This soft and sometimes sad debut is perfectly baked, but a little oversweetened
Autumn is coming. Colder, wetter, darker. Things you must do to survive: buy a chunky knit, stew some beef, huddle around an open fire, drink nutty ale, cuddle a Labrador, put on a sturdy coat and kick fallen leaves, buy Lucy Rose’s debut album. Because ‘Like I Used To’ hugs you hard then hands you a bread roll fresh from the oven. The Great British Bake Off music. Gently rueful opener ‘Red Face’ could soundtrack a sad-eyed soul mourning his ruined crème caramel. The chirpier ‘Place’ could do the same for Sue Perkins noting how clever it was to coat the meringue in a four-layered cake in white chocolate to stop the juice from the pears softening and ultimately collapsing the structure. It’s soft and kind.
But these are first impressions. All 11 songs on ‘Like I Used To’ are as tender as a purple bruise, and document an awkward relationship. On ‘Middle Of The Bed’, Rose, the 23-year-old sometime Bombay Bicycle Club vocalist, gets to the heart of the matter over acoustic plucking, snare-drum clips and handclaps: “I’m over it/Over you/All over the town they say I love you/They say I always will/These wounds they won’t heal”. It’s one of many sad moments. Another is ‘Shiver’, a song that feeds the album’s habit of sounding loads like ‘Parachutes’-era Coldplay. She says: “And we stole every moment we had to make the other one feel bad”, before asking, “If we turn back time, could we learn to live right?” It’s not ‘Blood On The Tracks’ or anything, but her words are raw, confused, scrawled diary entries – someone making sense of it all.

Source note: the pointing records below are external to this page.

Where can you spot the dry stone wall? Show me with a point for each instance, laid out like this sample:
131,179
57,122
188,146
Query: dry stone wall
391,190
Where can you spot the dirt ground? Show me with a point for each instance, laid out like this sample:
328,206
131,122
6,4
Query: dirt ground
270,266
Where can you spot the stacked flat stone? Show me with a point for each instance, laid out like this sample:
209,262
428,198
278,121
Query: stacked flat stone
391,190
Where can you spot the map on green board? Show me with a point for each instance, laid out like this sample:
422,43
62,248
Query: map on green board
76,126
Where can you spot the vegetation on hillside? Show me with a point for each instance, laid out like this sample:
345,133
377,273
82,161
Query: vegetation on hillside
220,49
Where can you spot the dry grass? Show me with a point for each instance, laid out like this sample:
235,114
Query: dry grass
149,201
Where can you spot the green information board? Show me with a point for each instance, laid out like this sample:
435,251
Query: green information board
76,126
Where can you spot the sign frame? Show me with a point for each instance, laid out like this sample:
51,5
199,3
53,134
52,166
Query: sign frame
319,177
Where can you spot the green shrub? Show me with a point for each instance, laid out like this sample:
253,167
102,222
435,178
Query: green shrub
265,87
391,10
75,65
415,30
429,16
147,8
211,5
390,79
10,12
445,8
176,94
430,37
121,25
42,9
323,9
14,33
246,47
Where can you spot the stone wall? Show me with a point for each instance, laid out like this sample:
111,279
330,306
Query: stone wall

There is, though, an arc to ‘Like I Used To’, so just as you start sobbing on Lucy’s behalf, things look up. ‘Bikes’ is delighted with life when, out of absolutely nowhere, it busts out a xylophone solo. And on ‘Don’t You Worry’, Rose begins with: “You’ll take me home tonight/We both know that”, albeit over a violin hum that suggests it’s not as provocative as it sounds. Then, on the final two tracks – ‘First’ and ‘Be Alright’ – it all comes good, with Rose noting,“Yeah we’ll be alright”. It’s weird when you feel genuinely happy for her. And it’s because she’s honest, accessible, and we’ve all been there. Plus her simplicity makes a nice change from all the bloody drama queens in this world.

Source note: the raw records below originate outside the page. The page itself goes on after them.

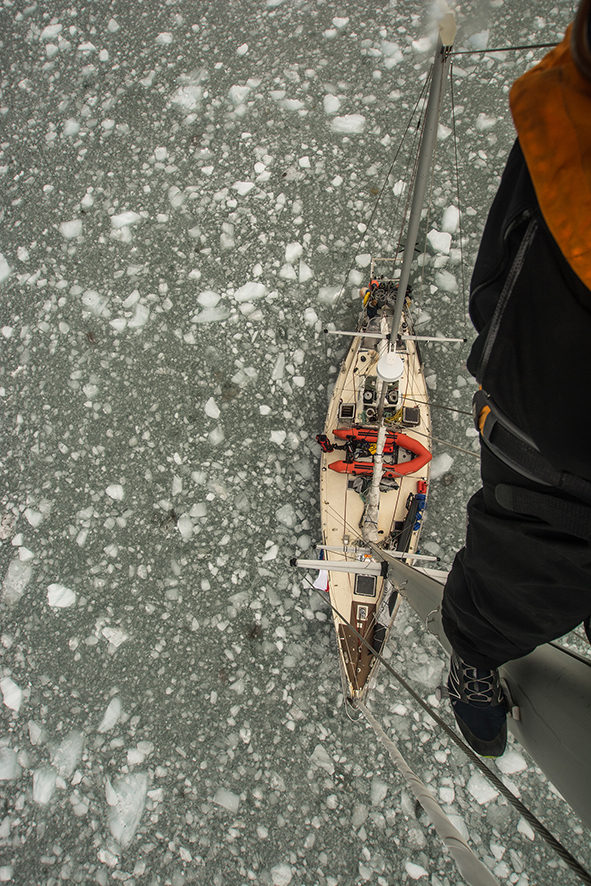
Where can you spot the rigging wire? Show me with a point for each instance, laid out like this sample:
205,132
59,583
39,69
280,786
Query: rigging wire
383,188
438,406
504,49
517,804
456,164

The problems lie with the fact that a lot of ‘Like I Used To’ is a bit ‘Kumbaya, My Lord’. Comforting? Yes. Exciting? Not quite. So there are choices ahead. She’s cool, connected and posh, like Laura Marling. Fantastically radio-friendly, like Katie Melua. Has Tumblr-using, Eastpak-wearing devotees, like Ed Sheeran. But also: capable of a wild tangent all of her own. Pick one, any one.